Part III: William Turner – From 1547 to 1568

Turner returned to England after Henry VIII’s death in 1547 and obtained a post as physician to Edward Seymour, the Duke of Somerset and the Lord Protector of England.  Turner also obtained two clerical preferments during Edward VI’s short reign.

His next botanical work built on his first book and used some of the extensive knowledge he had gather during his travels. In 1548 he published The names of herbes in Greke, Latin, Englishe, Duche and Frenche. This covered three times as many plants and attempted to identify the different names plants were known by in different countries.

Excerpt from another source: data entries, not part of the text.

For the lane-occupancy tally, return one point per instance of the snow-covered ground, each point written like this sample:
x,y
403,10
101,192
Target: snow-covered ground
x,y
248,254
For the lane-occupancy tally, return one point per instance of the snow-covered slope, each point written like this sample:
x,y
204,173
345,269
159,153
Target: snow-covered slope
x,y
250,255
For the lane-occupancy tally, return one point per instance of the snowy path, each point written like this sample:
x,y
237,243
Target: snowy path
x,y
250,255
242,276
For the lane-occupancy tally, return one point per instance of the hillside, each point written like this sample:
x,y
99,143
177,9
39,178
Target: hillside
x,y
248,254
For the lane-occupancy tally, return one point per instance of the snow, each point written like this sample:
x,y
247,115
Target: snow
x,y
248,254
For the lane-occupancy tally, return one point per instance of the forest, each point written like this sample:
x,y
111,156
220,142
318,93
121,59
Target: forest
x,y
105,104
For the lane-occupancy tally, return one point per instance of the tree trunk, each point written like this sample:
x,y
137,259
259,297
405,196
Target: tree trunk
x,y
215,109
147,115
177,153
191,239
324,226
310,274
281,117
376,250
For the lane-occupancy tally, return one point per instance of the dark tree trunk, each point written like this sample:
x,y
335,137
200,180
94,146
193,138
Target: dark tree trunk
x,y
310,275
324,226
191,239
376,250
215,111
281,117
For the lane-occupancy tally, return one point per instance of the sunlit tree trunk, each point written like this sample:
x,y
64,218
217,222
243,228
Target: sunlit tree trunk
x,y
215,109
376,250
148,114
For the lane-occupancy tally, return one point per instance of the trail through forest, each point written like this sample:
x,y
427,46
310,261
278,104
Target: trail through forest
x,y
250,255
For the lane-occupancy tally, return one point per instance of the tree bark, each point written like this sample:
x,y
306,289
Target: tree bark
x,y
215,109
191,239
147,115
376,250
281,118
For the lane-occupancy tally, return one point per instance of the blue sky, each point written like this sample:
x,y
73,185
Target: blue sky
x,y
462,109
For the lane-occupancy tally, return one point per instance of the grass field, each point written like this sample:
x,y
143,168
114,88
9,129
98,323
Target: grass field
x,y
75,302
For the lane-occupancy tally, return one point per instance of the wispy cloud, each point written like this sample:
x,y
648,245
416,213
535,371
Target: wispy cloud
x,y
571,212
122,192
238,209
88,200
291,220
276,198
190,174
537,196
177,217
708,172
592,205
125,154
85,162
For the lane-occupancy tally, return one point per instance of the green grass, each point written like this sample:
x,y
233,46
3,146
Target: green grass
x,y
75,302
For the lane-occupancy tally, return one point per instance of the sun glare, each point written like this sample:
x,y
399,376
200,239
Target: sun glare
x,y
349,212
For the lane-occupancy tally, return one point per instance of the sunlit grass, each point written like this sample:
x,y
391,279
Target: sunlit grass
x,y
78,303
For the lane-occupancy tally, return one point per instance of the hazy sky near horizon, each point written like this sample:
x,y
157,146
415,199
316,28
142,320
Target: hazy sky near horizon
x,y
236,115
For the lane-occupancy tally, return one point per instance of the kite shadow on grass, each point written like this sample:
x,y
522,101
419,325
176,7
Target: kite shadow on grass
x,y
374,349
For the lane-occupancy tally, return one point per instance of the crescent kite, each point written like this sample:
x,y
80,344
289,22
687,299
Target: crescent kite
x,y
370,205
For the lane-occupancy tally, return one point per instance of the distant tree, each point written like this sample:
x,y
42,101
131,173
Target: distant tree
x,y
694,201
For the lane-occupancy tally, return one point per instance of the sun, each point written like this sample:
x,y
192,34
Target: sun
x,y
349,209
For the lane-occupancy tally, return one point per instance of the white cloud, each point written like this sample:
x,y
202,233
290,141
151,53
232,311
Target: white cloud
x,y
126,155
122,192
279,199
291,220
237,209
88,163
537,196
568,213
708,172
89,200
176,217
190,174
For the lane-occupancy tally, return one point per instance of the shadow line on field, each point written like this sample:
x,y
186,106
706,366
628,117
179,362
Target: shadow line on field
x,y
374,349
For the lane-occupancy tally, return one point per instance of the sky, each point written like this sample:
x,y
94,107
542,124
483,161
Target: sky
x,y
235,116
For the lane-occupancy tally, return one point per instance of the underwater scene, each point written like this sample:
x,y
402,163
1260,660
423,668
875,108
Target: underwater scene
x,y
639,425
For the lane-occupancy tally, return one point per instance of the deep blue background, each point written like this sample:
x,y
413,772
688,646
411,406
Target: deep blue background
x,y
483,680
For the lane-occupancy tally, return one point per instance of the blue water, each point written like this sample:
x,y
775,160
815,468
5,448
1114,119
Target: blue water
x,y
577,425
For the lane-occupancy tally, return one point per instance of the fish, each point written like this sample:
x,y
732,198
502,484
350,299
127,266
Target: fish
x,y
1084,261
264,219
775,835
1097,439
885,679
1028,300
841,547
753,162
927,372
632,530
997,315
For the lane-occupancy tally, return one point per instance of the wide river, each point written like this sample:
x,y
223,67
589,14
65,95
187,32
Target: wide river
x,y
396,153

In 1551 he managed to get the first part of his major work, A New Herball, published in London by a Protestant Fleming in exile.  This was illustrated by woodcuts from Fuch’s 1542 book Historia Stirpium. These illustrations were also used by Bock and Dodoens.

His herbal was intended for use by apothecaries and was in alphabetical order by the plants’ common English name. In the dedication he acknowledged that some will think writing in English “unwisely done… every old wyfe will presume not without the mordre of many, to practise Physick” (Pavord p.263).  Turner then pointed out that this hadn’t happened when Dioscorides wrote in his native Greek for his audience and he didn’t see it happening with his own publication.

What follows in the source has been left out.